There is limited information available for other tissue types, and nothing is known about why and how age-related changes occur.

An interesting observation is that the frequency of up-regulation of the bcl-2 gene as a result of chromosome translocation in otherwise normal B cells increases with age; the functional consequences of this phenomenon during aging are not known.

The role of apoptosis in regulating cell number is also a promising area of research. The studies on liver damage and neoplastic lesions suggest an extremely important role for apoptosis in controlling cancer. This may be particularly important in the prostate where hypertrophy and/or cancer are a virtual certainty with ever-increasing age. It is not known whether the ability to undergo apoptosis declines in the prostate with increasing age, but it appears possible that it may, thus explaining the loss of control over cell number in this tissue.

A particularly important area of research is whether apoptosis plays a role in the changing balance between bone formation and resorption observed during osteoporosis. Monica Driscoll has already pointed out that, "regulation and execution of cell death is an absolutely critical process that interfaces with nearly every aspect of life. Future investigation of the links of cell death to cellular aging and the aging of organisms should be an exciting enterprise."

The results currently available do suggest that apoptosis is a process that may be important in aging, at least in some tissues, and the mechanism of its regulation, in particular, needs to be understood. Several tumor suppressor gene and oncogene products are involved in signal transduction associated with apoptosis, but it remains to be shown which of these, if any, are actually involved in "on-off" switches for apoptosis. A great progress has been made in understanding the events occurring after binding of either Fas ligand or tumor necrosis factor to their respective receptors. However, one area about which little is known is the identity of the signals that initiate this process in response to intracellular damage.

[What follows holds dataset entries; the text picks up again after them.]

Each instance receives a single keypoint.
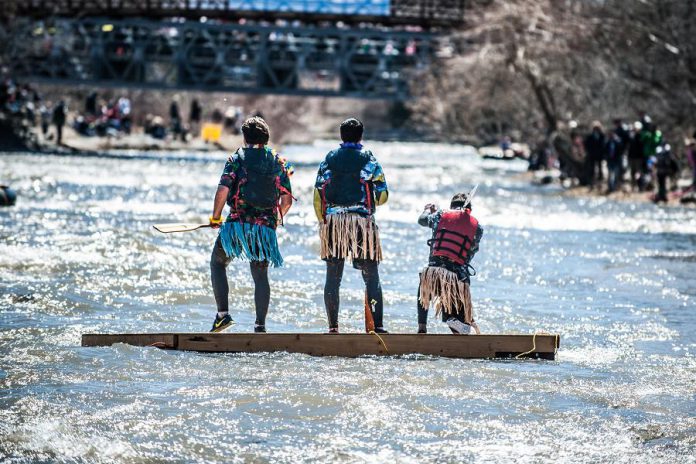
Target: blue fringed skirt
(250, 242)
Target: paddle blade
(177, 227)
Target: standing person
(45, 115)
(59, 115)
(664, 168)
(594, 148)
(691, 157)
(255, 184)
(651, 138)
(195, 115)
(445, 281)
(175, 121)
(350, 184)
(636, 160)
(614, 156)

Through continuing research on cell death mechanisms, answers may be found to such fundamental questions as:

  1. Are there age-related changes in apoptosis, and what role, if any, do these have in the aging process?
  2. If age-related changes in apoptosis do occur, what molecular mechanisms are altered to produce these changes?
  3. Can approaches be developed to improve the detection and elimination of damaged cells in vivo in tissues where cell replacement is possible?
  4. Can death of damaged cells be attenuated or delayed in nonrenewable tissues, and, if so, is it advantageous to the organism? must be found.